28 - letni Rom został zatrzymany po pościgu i ukarany mandatem w wysokości tysiąca złotych. To najprawdopodobniej przyłapany na "gorącym uczynku" jeden z oszustów grasujących po autostradzie.(Fot: KWP Opole)
Funkcjonariusze z Komendy Wojewódzkiej Policji w Opolu wspólnie z opolskim oddziałem Generalnej Dyrekcji Dróg Krajowych i Autostrad rozpoczęli dziś akcję prewencyjną. "Nie wszystko złoto co się świeci – nie daj się oszukać, podróżuj bezpiecznie”. Kiedy pierwsi pracownicy punktu poboru opłat przy węźle A4 w Prądach rozpoczęli wręczanie ulotek ostrzegających przed oszustami ,dyżurny KWP otrzymał informację o samochodzie dziwnie zachowującym się na autostradzie.

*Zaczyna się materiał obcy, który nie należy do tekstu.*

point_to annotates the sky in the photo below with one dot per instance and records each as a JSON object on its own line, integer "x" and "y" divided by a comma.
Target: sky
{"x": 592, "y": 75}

- Zgłoszenie dotyczyło próby zajechania drogi innemu kierowcy i zmuszenia go do zatrzymania. Zgłaszający podał numery tablic rejestracyjnych tego pojazdu. Na miejsce zadysponowano radiowóz – mówi podinsp. Jarosław Dryszcz z Komendy Wojewódzkiej Policji w Opolu. Na widok nadjeżdżających policjantów kierowca BMW wsiadł do samochodu i rozpoczął ucieczkę, w trakcie której nie reagował na sygnały radiowozu do poddania się kontroli. Został zatrzymany po kilkuminutowym pościgu.
Uciekającym kierowcą BWM okazał się 28 – letni Rom, obywatel Niemiec. Za popełnione wykroczenia został ukarany mandatem w wysokości 1000 złotych. - Funkcjonariusze przeszukali też samochód, ale nie znaleźli w nim nic podejrzanego – dodaje podinsp. Dryszcz. Całe zdarzenie to najprawdopodobniej przypadek przyłapanego niemal na „gorącym uczynku” oszusta próbującego wyłudzić pieniądze pod pozorem zastawu złota, które w rzeczywistości okazuje się tombakiem. Policjanci podejrzewają, że mężczyzna wyrobów ze stopu miedzi i cynku pozbył się podczas ucieczki.
- Za wzorową należy uznać reakcję kierowcy, który powiadomił o zdarzeniu policję. Być może dzięki temu udało się zapobiec kolejnym oszustwom na opolskim odcinku A4 – podsumowuje Jarosław Dryszcz.